Pantera enthielt ein Diagramm des Volumens von ItBit, dem von Paxos, dem Zahlungsabwickler von PayPal, betriebenen Umtauschprogramm, das die neue Kryptowährungsfunktion von PayPal abdeckt. PayPal allein, so fügte es hinzu, scheint bereits 70 % aller neu gewonnenen Bitcoins zu kaufen.

Der neue Status quo unterscheidet sich deutlich vom letzten Mal, als Bitcoin auf einem Niveau nahe 20.000 $ gehandelt wurde. Im Gegensatz zu damals argumentieren verschiedene Zahlen, dass diejenigen, die diese Zeit kaufen, per Definition langfristig dabei sind.

„Bei $18,5K #Bitcoin hat Google bei der Suche nach ‚Bitcoin‘ keinen Aufwärtstrend festgestellt. Dies ist keine FOMO-Rallye. Es sind ruhige Hände. Nur wenige verstehen das“, twitterte Gemini Exchange-Mitbegründer Cameron Winklevoss am Montag.

In der vergangenen Woche unterstrichen die Kommentare eines traditionellen Marktstrategen das scheinbar mangelnde Interesse der Mainstream-Verbraucher an Bitcoin. Dies, sagte sie Bloomberg, sei 2017 gestorben.

Grundlagen inszenieren einen ernsthaften Aufschwung

Nach dem Anstieg um 4,82% in der vergangenen Woche wird die Schwierigkeit des Bitcoin-Netzwerks in fünf Tagen zu einem Wiederaufleben der Fundamentaldaten führen.

Die Schwierigkeit und ihre automatischen Neuanpassungen – nach jedem 2016er Block – sind ein wesentliches Merkmal von Bitcoin, das es dem Unternehmen ermöglicht, konstante Blockabbauintervalle ohne Eingriffe von außen einzuhalten und so die Stabilität des Netzes zu gewährleisten.

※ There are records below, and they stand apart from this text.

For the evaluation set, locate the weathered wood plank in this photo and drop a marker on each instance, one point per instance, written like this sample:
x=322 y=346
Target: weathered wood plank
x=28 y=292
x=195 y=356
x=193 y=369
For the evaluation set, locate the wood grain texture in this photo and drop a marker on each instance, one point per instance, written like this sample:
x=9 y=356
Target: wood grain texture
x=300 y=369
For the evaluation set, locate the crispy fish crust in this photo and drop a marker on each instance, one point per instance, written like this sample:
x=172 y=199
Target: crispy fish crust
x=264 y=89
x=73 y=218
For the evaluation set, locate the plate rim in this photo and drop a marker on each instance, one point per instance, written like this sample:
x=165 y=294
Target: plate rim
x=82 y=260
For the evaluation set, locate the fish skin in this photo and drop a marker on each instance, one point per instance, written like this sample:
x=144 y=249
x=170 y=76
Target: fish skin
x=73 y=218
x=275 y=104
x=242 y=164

Anfang November sank der Schwierigkeitsgrad mit einer einzigen Nachjustierung um den höchsten Wert seit neun Jahren. Dadurch wurde ein zugänglicheres Spielfeld für die Bergleute geschaffen, in der Erwartung, dass die Schwierigkeiten durch die erhöhte Aktivität dank des daraus resultierenden Wettbewerbs wieder zunehmen würden.

Ende dieser Woche dürften die Schwierigkeiten also um schätzungsweise 7,7% nach oben springen, womit die Auswirkungen des vorherigen Einbruchs beinahe umgekehrt werden und der Weg zu neuen Allzeithochs geebnet wird.